While POCOMAR doesn’t keep statistics on rescuing animals, the organization has had its share of assisting pets who weren’t wearing their life jackets. Davis has two dogs, and while she admits that her Doberman “hates it—he wears it.”
Many might assume that a Doberman’s long legs and muscular build would enable easy swimming, Davis said that some breeds are too “barrel chested and top-heavy,” leading them to sink, not swim.
When attempting to rescue an animal, she cautions pet owners to make sure they are safe first. Just like rescuing people, it is best to have a floating device, kisby ring, paddle, or something handy they can climb onto.
Similarly, anyone witnessing someone struggling in the water is best advised to throw the distressed person a rope, hand them a paddle, or line, to keep them afloat, and direct them to shore.
“We don’t want to put two people in the water,” she said, especially if there are dangerous conditions present. Davis recommends calling 9-1-1 or *16, which is the marine radio channel for search and rescue operations.
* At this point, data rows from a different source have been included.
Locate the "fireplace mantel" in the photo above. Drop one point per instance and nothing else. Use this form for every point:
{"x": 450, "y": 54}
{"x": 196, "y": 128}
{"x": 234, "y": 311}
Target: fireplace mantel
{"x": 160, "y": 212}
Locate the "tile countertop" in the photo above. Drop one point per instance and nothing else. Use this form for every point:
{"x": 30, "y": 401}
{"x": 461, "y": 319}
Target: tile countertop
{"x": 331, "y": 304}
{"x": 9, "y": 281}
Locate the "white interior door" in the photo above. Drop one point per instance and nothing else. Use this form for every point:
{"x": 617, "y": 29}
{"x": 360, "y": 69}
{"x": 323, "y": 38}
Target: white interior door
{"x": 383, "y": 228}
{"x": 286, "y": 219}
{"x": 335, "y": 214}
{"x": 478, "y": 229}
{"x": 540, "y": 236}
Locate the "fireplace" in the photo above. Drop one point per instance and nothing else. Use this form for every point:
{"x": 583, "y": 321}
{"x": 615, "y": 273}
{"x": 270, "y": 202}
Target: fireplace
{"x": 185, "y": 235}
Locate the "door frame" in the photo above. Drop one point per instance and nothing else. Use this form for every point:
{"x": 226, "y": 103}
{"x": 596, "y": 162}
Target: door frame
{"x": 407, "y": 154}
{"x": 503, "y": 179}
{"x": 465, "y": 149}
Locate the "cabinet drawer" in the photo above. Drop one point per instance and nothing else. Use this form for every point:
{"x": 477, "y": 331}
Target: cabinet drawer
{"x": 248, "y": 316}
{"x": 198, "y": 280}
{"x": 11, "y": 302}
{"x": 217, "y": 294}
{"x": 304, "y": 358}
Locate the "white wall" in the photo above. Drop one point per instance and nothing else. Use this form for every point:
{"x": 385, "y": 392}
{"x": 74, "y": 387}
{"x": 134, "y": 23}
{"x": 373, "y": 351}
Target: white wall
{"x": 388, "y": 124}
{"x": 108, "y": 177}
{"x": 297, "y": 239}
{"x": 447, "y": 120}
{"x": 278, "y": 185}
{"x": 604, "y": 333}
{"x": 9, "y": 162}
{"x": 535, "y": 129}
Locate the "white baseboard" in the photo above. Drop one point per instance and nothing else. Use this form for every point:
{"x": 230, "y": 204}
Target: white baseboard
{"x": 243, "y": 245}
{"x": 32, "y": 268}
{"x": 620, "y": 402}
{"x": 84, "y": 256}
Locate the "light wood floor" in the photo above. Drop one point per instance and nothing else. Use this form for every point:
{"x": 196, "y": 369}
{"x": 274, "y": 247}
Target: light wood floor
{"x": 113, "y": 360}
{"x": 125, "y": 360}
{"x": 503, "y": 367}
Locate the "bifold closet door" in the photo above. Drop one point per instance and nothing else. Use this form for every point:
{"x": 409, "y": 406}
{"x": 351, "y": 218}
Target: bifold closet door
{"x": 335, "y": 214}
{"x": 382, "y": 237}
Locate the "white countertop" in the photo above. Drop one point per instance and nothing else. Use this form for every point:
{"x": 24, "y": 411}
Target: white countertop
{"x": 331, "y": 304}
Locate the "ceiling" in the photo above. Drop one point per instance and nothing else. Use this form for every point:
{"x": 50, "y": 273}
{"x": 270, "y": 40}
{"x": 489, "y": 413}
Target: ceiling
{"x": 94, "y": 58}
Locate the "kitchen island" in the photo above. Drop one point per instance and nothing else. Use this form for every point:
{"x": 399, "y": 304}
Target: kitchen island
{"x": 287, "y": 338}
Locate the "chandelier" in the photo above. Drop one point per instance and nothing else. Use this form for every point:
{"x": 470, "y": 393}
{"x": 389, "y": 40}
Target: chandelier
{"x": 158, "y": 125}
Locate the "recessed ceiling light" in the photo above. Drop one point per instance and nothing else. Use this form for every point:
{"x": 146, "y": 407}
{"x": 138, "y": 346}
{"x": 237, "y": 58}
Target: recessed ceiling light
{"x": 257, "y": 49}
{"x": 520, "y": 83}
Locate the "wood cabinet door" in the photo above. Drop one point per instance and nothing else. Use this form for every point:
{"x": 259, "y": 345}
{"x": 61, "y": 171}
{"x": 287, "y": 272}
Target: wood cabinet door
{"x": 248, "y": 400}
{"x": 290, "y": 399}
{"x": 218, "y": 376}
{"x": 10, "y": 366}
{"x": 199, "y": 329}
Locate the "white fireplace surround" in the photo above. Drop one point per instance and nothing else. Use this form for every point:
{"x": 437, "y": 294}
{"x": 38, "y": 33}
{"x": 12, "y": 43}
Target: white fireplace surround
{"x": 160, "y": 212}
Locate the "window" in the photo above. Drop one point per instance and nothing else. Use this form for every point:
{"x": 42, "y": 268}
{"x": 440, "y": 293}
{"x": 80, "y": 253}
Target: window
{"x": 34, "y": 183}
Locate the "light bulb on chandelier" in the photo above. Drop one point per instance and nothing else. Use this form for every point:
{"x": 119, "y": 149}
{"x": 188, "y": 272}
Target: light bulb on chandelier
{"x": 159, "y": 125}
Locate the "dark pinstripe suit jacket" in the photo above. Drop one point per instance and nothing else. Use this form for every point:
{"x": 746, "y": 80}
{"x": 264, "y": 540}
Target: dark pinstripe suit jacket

The call is automatically directed to dispatch headquarters in Trenton, which will send the correct search and rescue unit according to territory.
Over its years of operation, POCOMAR has found the occasional corpse. If this occurs, the team does not touch the body until the NRP arrive in case it becomes a crime scene.
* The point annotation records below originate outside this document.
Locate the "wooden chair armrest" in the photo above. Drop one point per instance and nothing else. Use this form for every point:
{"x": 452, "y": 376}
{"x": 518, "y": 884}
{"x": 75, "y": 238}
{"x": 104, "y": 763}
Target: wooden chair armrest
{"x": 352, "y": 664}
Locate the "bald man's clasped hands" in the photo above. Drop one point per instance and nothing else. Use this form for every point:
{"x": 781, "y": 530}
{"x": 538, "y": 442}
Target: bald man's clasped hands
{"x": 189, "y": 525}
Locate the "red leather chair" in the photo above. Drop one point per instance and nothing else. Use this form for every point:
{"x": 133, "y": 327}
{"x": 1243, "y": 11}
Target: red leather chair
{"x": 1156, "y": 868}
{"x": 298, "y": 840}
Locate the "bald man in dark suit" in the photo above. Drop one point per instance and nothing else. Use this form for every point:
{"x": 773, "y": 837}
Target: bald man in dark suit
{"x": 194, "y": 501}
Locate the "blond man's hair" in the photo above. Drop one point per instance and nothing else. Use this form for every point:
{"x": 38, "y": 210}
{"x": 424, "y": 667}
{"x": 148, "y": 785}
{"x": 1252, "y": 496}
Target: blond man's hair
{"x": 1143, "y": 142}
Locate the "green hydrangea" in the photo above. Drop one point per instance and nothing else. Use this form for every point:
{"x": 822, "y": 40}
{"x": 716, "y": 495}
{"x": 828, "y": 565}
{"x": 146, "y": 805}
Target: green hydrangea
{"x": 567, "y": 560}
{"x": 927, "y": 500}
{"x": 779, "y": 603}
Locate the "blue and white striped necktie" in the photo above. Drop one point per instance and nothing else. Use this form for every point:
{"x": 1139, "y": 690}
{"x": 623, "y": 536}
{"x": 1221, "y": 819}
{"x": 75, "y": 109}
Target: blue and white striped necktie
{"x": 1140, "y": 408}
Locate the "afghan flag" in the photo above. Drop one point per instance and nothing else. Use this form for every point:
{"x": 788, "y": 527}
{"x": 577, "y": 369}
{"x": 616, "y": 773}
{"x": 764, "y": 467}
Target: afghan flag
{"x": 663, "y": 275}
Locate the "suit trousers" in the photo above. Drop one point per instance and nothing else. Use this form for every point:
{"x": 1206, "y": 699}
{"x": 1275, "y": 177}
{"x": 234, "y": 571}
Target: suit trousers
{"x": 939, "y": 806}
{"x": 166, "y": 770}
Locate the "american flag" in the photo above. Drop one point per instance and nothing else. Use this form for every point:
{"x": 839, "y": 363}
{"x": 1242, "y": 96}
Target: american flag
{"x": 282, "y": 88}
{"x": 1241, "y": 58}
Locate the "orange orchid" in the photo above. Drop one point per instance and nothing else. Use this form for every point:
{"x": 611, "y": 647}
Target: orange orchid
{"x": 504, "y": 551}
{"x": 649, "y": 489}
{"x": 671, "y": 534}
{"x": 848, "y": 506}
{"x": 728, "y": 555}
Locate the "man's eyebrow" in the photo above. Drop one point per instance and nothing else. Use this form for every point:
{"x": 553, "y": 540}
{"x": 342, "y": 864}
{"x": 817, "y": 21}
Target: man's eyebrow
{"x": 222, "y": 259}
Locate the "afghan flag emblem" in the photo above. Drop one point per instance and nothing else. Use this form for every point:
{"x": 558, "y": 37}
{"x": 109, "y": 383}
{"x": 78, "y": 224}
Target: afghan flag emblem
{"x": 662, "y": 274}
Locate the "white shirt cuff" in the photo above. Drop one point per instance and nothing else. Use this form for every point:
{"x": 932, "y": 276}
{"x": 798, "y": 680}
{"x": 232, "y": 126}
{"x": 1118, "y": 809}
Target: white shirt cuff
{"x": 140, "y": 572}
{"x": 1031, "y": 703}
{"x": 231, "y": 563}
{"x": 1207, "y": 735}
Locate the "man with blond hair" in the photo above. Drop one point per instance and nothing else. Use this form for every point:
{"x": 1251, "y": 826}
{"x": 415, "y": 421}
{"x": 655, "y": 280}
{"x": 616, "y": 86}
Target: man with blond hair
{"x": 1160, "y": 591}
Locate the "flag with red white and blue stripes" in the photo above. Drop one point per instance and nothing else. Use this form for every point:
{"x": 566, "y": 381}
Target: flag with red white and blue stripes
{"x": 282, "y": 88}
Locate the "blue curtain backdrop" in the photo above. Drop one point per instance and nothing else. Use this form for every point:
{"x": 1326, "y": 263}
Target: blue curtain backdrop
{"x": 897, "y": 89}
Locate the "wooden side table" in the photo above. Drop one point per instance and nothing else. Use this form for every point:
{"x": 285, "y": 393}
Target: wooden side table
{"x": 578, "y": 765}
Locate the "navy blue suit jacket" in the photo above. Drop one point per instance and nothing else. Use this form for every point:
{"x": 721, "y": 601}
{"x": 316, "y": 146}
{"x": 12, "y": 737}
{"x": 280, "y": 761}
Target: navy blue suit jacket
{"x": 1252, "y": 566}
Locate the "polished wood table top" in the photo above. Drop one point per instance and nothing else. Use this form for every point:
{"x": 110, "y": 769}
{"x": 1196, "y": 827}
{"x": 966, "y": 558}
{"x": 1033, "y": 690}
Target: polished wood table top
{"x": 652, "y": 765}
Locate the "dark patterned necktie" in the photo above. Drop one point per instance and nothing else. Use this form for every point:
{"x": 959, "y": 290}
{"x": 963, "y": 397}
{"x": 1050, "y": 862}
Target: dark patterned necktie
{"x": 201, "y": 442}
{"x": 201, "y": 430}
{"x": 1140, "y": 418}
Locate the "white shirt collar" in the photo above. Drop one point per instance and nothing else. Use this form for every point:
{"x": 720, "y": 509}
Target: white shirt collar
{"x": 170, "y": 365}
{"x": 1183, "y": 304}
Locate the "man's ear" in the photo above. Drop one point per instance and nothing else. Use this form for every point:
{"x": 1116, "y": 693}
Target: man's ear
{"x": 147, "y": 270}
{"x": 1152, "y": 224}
The best safety tip, said Davis, is to wear a lifejacket when boating, and always have it in proper repair. There are many styles of lifejackets now that are less bulky and easier to put on in an emergency.
While some may assume that because lifejackets are on board they are being safe, when emergencies happen people panic, and they can’t get them on in time, Davis said. Many parents with young families tend to put them on their children, but not themselves—also not advised. Davis has seen boaters using their life jackets as furniture. “They sit on the life jackets and it compresses them and breaks down the buoyancy,” which makes it more difficult to keep anyone afloat, she cautioned. Again, it’s another good reason to purchase a newer, less bulky brand.
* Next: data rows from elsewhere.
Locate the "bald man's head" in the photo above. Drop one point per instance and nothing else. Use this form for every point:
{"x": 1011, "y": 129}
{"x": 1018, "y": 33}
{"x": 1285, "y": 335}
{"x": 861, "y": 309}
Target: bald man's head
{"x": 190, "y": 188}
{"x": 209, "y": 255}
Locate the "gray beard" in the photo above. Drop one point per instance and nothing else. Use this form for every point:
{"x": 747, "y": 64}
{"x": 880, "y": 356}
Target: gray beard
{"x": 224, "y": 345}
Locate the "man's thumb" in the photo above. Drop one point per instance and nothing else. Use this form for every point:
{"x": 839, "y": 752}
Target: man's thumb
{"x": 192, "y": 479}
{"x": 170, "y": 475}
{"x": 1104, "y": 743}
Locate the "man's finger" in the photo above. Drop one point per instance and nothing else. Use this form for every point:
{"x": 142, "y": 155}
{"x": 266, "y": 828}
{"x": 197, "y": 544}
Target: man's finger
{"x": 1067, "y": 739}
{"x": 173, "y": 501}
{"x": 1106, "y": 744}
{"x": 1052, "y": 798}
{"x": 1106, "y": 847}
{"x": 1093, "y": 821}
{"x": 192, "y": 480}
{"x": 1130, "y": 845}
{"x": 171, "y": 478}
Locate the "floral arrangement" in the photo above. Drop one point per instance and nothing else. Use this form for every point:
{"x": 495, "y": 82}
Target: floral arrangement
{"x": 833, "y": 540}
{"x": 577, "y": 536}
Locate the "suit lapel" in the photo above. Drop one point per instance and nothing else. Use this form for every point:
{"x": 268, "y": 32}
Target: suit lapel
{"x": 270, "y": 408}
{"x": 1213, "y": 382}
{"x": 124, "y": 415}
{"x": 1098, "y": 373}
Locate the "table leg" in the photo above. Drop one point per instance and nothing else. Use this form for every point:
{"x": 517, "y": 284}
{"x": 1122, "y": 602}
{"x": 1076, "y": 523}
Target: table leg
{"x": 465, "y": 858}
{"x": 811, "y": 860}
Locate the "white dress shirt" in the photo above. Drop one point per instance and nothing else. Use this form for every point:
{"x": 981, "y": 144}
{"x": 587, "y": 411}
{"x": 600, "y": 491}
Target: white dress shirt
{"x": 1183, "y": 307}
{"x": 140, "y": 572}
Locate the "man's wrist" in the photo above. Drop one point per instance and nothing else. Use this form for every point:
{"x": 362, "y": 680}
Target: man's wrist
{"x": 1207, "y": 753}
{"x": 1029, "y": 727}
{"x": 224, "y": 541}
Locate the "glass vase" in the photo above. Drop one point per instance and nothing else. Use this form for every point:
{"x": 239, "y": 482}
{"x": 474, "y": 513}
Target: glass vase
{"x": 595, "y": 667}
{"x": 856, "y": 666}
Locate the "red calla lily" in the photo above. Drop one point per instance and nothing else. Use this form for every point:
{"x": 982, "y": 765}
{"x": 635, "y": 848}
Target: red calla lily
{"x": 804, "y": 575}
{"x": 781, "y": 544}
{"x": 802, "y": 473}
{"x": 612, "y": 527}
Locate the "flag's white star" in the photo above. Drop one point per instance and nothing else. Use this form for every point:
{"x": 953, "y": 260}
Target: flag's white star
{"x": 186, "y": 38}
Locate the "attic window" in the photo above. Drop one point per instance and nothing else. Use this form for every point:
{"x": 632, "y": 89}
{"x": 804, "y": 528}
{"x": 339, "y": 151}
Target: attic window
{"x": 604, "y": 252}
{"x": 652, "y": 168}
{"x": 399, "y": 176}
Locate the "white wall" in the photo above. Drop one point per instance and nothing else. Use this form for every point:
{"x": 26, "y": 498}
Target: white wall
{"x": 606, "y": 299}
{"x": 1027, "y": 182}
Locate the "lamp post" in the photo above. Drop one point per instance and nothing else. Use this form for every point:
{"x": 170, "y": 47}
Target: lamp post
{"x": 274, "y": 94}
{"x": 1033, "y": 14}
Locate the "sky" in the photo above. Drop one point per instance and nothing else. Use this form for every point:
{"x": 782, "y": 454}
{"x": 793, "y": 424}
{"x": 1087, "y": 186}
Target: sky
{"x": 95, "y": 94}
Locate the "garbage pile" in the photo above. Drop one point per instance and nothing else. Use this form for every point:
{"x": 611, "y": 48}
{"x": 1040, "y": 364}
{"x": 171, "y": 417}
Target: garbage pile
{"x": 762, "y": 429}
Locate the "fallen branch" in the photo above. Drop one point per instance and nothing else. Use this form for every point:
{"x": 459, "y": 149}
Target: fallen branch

Kayakers should always wear life jackets and they should have a water safety kit on board, which includes a tow line, flashlight, whistle and a reflective device to attract attention if stranded.
Davis advised knowing your “surrounding areas.”
“You could be in a small lake, and next thing you know, you’re into a fast moving river.”
For anyone venturing out at any time, let someone else know your destination, so when police or search and rescue teams are notified they can head in the right direction.
Most of the time, Davis said being a volunteer is “a lot of fun.” She enjoys meeting people from the various local communities as well as the experience and confidence one develops in conducting search and rescue operations. Training is conducted in two phases—one focuses on how to operate and maneuver boats properly, while Phase II teaches charting maps to search safely for persons. About three hours a week is spent on the water, and then an evening is assigned on a regular basis to learn from the coxswain and other experienced team members.
There is some classroom work, but most training is hands-on, she said.
At the end of the training, all volunteers have the ability to operate a boat, as well as know First Aid and C.P.R. This year the standards were amped up a notch so that all volunteers learn Marine First Aid training through Transportation Canada, which is more appropriate for rescue missions on water.
In addition to learning about water safety, volunteers are required to help with fundraising, which is simply covering four bingo nights at Delta Bingo in Fort Erie, for two hours each, per year.
“It’s not a hard thing, as long as everyone does their shift,” Davis said.
POCOMAR is at Sugarloaf Marina seven days a week from May until the end of October, but Davis is fine with that, because the number one requirement for volunteering is having “a love of water.”